By on September 3, 2020

Once reserved for aircraft and the world’s most expensive sports cars, carbon fiber has been gradually wriggling its way into the mainstream. On Thursday, Nissan announced it had whipped up a method to manufacture carbon fiber reinforced plastic (CFRP) more easily and shorten production time by around 80 percent — adding that it planned to take advantage of the material in order to build increasingly lightweight cars.

The manufacturer also suggested the new process will reduce the cost of manufacturing CFRPs, addressing the industry’s favorite excuse for why they don’t use it more often. That said, the financial inconvenience of implementing carbon fiber is really a byproduct of how labor intensive it is. Most parts are laid into molds one layer at a time with the help of an expert and use vacuum pressure to ensure the resin sets evenly, since they can’t be machine pressed. Yet Nissan felt stamping was the way to go with carbon fiber and claims to have figured out how it should be done.

By creating forms with shallow grooves that allow resin to be distributed more evenly throughout the piece, the automaker says it can press out parts with the help of a vacuum system in a repeatable manner.

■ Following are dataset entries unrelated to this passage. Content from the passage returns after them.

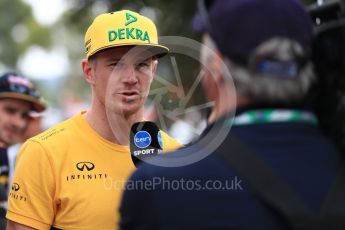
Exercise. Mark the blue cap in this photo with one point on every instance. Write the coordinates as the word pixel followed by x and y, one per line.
pixel 239 26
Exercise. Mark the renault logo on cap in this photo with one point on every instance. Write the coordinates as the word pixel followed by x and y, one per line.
pixel 81 166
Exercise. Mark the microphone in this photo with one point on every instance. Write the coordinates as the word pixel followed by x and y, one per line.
pixel 145 141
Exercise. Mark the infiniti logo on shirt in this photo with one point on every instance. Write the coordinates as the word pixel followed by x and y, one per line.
pixel 81 166
pixel 88 172
pixel 15 187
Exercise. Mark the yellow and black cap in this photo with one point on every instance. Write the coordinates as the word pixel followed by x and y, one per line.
pixel 122 28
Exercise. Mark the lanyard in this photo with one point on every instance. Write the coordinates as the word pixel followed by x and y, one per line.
pixel 274 115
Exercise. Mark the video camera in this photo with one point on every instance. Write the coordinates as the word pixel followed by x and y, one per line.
pixel 329 61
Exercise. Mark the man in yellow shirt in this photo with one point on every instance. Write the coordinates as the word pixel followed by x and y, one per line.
pixel 71 176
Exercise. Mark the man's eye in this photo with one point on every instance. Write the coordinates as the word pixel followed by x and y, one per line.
pixel 142 64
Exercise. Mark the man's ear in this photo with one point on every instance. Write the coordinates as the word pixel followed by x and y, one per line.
pixel 154 65
pixel 87 67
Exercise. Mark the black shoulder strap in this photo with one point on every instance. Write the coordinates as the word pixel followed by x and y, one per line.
pixel 267 185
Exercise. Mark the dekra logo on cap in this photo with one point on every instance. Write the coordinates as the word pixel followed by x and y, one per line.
pixel 128 33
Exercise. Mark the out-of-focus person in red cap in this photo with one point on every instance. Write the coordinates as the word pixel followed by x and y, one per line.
pixel 18 97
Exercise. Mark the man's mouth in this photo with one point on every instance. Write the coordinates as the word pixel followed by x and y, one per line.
pixel 130 95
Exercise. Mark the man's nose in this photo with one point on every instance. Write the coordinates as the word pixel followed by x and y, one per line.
pixel 130 76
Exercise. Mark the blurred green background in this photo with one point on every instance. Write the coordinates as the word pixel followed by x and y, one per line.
pixel 44 41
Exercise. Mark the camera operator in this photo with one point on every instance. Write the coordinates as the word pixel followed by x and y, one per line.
pixel 286 165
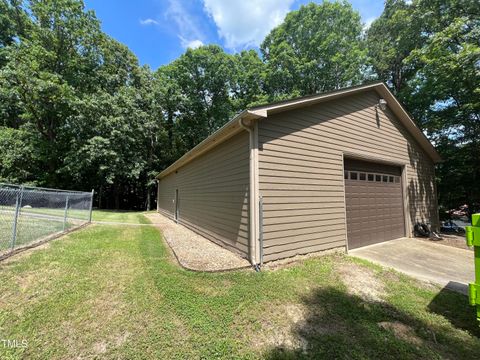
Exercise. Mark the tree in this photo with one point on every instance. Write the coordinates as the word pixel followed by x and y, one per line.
pixel 203 79
pixel 428 52
pixel 317 48
pixel 447 94
pixel 390 40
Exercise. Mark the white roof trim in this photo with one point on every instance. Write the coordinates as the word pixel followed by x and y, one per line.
pixel 232 127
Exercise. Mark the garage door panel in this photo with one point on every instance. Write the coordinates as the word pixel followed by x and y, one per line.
pixel 374 208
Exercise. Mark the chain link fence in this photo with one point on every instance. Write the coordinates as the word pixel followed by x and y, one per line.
pixel 29 214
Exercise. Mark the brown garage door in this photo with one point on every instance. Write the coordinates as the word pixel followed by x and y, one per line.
pixel 374 202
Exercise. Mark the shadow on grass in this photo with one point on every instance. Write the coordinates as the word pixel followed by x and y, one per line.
pixel 338 325
pixel 455 308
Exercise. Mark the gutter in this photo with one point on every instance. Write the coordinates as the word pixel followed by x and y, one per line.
pixel 254 215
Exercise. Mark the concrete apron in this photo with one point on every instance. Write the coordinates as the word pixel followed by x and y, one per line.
pixel 444 265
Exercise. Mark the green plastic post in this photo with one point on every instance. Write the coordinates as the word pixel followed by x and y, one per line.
pixel 472 234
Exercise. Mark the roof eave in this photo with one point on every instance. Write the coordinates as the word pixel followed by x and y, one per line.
pixel 225 132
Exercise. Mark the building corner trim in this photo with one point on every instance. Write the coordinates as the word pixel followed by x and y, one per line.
pixel 254 216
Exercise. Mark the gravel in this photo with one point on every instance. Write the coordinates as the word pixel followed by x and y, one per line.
pixel 193 251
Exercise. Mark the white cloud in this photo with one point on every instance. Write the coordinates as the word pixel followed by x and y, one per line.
pixel 192 44
pixel 186 23
pixel 243 23
pixel 148 22
pixel 369 22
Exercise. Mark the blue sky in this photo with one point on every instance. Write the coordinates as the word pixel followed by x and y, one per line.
pixel 158 31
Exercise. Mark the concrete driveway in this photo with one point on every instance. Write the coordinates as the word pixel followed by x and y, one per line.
pixel 427 261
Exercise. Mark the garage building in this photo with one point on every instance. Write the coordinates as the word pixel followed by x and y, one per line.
pixel 343 169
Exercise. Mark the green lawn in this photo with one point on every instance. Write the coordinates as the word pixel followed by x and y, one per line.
pixel 29 230
pixel 119 216
pixel 114 292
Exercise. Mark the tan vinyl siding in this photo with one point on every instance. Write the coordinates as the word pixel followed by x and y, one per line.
pixel 301 170
pixel 213 194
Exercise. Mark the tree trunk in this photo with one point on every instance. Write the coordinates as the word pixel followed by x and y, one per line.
pixel 149 199
pixel 116 195
pixel 100 193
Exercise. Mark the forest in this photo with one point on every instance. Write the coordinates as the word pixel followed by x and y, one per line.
pixel 78 111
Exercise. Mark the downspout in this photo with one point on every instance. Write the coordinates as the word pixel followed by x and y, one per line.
pixel 253 193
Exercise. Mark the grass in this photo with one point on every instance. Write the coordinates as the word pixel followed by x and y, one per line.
pixel 114 292
pixel 119 216
pixel 29 230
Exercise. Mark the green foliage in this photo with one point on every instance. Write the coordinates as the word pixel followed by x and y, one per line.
pixel 429 52
pixel 77 111
pixel 316 48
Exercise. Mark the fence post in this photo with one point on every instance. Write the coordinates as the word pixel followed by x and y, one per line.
pixel 91 205
pixel 65 214
pixel 18 205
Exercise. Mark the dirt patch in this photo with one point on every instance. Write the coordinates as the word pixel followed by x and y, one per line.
pixel 401 331
pixel 290 326
pixel 361 281
pixel 117 340
pixel 193 251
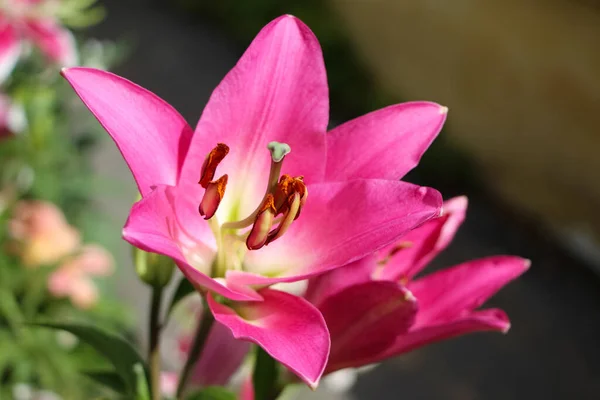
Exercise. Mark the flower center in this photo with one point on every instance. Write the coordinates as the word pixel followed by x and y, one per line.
pixel 281 205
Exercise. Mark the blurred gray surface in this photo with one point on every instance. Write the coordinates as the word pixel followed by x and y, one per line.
pixel 551 351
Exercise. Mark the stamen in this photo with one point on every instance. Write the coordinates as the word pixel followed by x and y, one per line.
pixel 212 197
pixel 300 188
pixel 262 225
pixel 211 162
pixel 293 207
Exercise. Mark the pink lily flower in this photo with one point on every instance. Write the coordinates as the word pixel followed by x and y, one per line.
pixel 375 309
pixel 33 21
pixel 260 225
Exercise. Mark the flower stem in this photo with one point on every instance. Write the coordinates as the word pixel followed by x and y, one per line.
pixel 202 333
pixel 154 348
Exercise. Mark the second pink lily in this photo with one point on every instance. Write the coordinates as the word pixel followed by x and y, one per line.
pixel 375 309
pixel 259 193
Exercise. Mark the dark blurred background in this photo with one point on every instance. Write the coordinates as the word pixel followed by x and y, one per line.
pixel 522 81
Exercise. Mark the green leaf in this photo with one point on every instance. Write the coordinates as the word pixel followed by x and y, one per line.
pixel 116 349
pixel 212 393
pixel 266 375
pixel 108 379
pixel 183 289
pixel 143 392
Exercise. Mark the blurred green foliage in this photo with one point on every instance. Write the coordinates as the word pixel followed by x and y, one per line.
pixel 353 89
pixel 51 160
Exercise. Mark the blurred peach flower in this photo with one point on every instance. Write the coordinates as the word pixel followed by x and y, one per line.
pixel 42 236
pixel 73 278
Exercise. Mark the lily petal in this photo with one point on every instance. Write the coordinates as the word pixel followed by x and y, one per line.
pixel 366 319
pixel 287 327
pixel 220 358
pixel 155 225
pixel 386 143
pixel 323 286
pixel 478 321
pixel 151 135
pixel 449 293
pixel 57 43
pixel 421 245
pixel 276 92
pixel 10 50
pixel 341 222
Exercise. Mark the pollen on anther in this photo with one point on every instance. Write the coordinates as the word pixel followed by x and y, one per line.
pixel 212 161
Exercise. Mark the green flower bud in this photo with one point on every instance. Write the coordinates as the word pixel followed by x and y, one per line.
pixel 154 269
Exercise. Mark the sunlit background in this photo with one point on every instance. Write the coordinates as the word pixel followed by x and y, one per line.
pixel 521 79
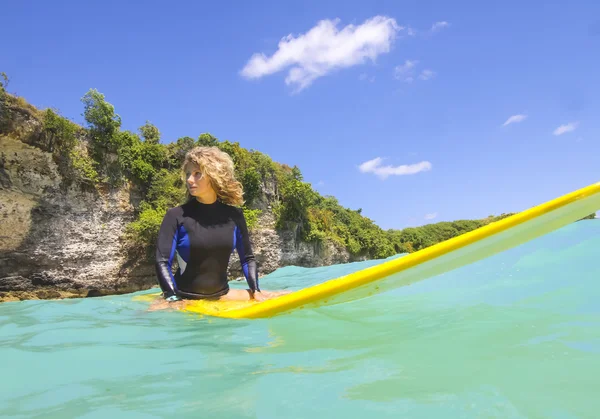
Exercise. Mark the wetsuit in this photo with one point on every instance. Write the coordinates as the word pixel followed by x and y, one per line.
pixel 203 237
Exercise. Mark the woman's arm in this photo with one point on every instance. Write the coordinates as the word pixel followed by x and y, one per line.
pixel 165 251
pixel 244 249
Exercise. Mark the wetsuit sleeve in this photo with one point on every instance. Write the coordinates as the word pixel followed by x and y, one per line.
pixel 244 249
pixel 165 252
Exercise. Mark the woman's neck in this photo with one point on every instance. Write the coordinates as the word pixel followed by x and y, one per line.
pixel 208 198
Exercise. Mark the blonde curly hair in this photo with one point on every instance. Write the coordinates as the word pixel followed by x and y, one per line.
pixel 218 167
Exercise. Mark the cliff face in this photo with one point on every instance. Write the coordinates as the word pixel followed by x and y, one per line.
pixel 61 238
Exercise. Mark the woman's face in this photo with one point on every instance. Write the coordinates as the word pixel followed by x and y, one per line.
pixel 197 183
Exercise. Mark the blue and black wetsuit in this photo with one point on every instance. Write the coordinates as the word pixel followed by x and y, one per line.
pixel 202 237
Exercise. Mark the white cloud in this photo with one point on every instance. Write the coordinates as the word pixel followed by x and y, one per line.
pixel 514 119
pixel 324 49
pixel 426 74
pixel 406 72
pixel 374 166
pixel 572 126
pixel 365 76
pixel 438 26
pixel 431 216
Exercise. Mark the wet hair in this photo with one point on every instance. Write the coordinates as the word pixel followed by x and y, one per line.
pixel 218 167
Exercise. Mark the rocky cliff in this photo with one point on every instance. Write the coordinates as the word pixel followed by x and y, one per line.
pixel 60 237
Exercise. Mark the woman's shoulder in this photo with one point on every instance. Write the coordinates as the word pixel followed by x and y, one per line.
pixel 232 209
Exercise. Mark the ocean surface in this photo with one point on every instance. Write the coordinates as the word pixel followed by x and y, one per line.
pixel 516 335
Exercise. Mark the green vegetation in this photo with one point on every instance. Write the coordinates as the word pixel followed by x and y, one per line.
pixel 103 154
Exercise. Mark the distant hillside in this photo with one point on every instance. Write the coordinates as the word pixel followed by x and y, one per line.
pixel 85 204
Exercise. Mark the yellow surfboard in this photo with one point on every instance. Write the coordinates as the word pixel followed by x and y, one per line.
pixel 434 260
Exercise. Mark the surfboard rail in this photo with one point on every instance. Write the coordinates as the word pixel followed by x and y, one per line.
pixel 444 256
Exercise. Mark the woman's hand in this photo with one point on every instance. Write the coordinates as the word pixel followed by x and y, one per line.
pixel 167 305
pixel 259 296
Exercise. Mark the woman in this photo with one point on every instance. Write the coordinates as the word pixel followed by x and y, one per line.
pixel 202 234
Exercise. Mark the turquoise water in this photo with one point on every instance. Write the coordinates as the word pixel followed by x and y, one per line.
pixel 513 336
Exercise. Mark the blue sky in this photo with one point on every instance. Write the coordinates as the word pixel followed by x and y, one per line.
pixel 452 110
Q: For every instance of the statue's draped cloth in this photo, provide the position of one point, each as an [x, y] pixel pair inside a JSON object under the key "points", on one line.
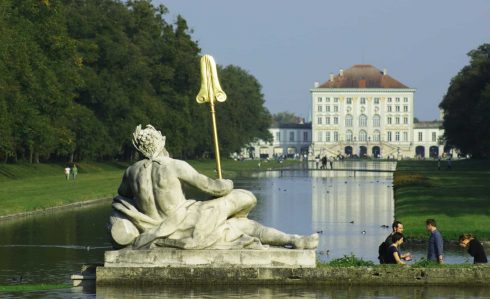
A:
{"points": [[192, 225]]}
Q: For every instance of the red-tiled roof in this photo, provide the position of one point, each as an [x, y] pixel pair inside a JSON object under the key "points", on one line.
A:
{"points": [[362, 76]]}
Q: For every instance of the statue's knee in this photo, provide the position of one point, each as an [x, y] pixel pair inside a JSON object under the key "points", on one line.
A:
{"points": [[246, 196]]}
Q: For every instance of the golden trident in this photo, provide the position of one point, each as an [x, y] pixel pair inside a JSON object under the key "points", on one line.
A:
{"points": [[210, 92]]}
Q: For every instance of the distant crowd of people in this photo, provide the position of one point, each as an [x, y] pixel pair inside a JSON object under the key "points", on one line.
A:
{"points": [[71, 172], [390, 250]]}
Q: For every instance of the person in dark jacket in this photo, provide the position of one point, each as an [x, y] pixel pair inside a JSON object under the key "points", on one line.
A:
{"points": [[394, 255], [475, 248], [435, 247]]}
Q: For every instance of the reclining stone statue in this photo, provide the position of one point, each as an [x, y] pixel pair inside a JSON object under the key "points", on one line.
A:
{"points": [[152, 211]]}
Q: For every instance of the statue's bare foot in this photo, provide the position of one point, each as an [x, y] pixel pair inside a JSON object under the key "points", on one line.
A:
{"points": [[306, 242]]}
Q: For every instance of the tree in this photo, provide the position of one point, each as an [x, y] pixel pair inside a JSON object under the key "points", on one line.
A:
{"points": [[243, 117], [466, 106]]}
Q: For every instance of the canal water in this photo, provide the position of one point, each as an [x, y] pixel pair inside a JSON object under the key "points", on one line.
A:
{"points": [[349, 207]]}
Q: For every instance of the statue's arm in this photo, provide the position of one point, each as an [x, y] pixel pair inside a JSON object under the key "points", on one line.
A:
{"points": [[189, 175], [124, 187]]}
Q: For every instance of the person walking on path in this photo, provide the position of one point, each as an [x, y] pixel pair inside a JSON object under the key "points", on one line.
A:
{"points": [[74, 171], [394, 255], [67, 172], [324, 162], [435, 247], [475, 248]]}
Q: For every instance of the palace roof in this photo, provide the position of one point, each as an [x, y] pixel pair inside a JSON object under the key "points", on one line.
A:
{"points": [[362, 76]]}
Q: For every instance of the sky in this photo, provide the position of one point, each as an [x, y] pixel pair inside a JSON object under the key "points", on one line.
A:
{"points": [[288, 45]]}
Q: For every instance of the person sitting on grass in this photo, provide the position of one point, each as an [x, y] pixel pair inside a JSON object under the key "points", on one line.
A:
{"points": [[393, 255], [475, 248]]}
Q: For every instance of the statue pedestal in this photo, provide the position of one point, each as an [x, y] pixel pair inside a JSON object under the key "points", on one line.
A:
{"points": [[211, 258], [165, 266]]}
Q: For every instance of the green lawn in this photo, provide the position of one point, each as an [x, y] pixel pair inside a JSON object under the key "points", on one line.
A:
{"points": [[459, 199], [28, 187]]}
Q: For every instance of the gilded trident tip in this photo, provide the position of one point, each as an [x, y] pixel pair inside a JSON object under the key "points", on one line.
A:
{"points": [[210, 87]]}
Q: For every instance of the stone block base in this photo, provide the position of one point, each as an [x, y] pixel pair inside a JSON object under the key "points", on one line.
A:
{"points": [[242, 258]]}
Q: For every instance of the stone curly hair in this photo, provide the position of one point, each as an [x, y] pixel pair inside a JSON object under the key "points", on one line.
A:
{"points": [[149, 141]]}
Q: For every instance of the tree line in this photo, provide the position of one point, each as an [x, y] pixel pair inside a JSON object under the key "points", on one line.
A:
{"points": [[466, 106], [77, 76]]}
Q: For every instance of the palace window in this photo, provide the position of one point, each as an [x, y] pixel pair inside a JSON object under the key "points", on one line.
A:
{"points": [[362, 120], [348, 120], [376, 121], [362, 135], [348, 135]]}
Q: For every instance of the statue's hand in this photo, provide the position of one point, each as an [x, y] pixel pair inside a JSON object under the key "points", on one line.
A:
{"points": [[227, 184]]}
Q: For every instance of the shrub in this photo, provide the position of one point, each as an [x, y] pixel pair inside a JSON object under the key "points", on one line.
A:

However, materials still have to be carefully laid beforehand, and some trial and error is needed to determine which processes work for each individual component/form.

From Nissan:

While the benefits of carbon fiber have long been known, it’s expensive compared with other materials such as steel. Along with the difficulty in shaping CFRP parts, this has hampered the mass production of automotive components made from the material.

Nissan found a new approach to the existing production method known as compression resin transfer molding. The existing method involves forming carbon fiber into the right shape and setting it in a die with a slight gap between the upper die and the carbon fibers. Resin is then injected into the fiber and left to harden.

Technically, transfer molding isn’t new, but we’ve not seen many automakers trying to make it work for carbon fiber applications. Nissan already noted the shortened production cycle as one of the benefits, but we’d imagine it also requires a little less tedium when it comes to setting unformed layers of material — and a nice level of consistency once the stamping process has been finalized for an individual part.

However, we can’t see this being a huge benefit to the company unless it’s serious about slapping more CFRP into mainstream models. Tooling isn’t cheap and needs to be offset by enough volume to warrant the cost. Molds will also require substantially more maintenance than slathering a few layers of carbon fiber on a stationary mold that has to be slathered with resin and wrapped before being placed in a pressure chamber.

Regardless, Nissan claims the pieces will be quite strong and much quicker to produce. It wants to begin incorporating the parts into the entire lineup starting with B-pillars (and other simple shapes positioned higher on the vehicle) to lower vehicles’ center of mass. Making use of lightweight materials also aids in overall efficiency, and be a minor blessing as emissions regulations become more stringent.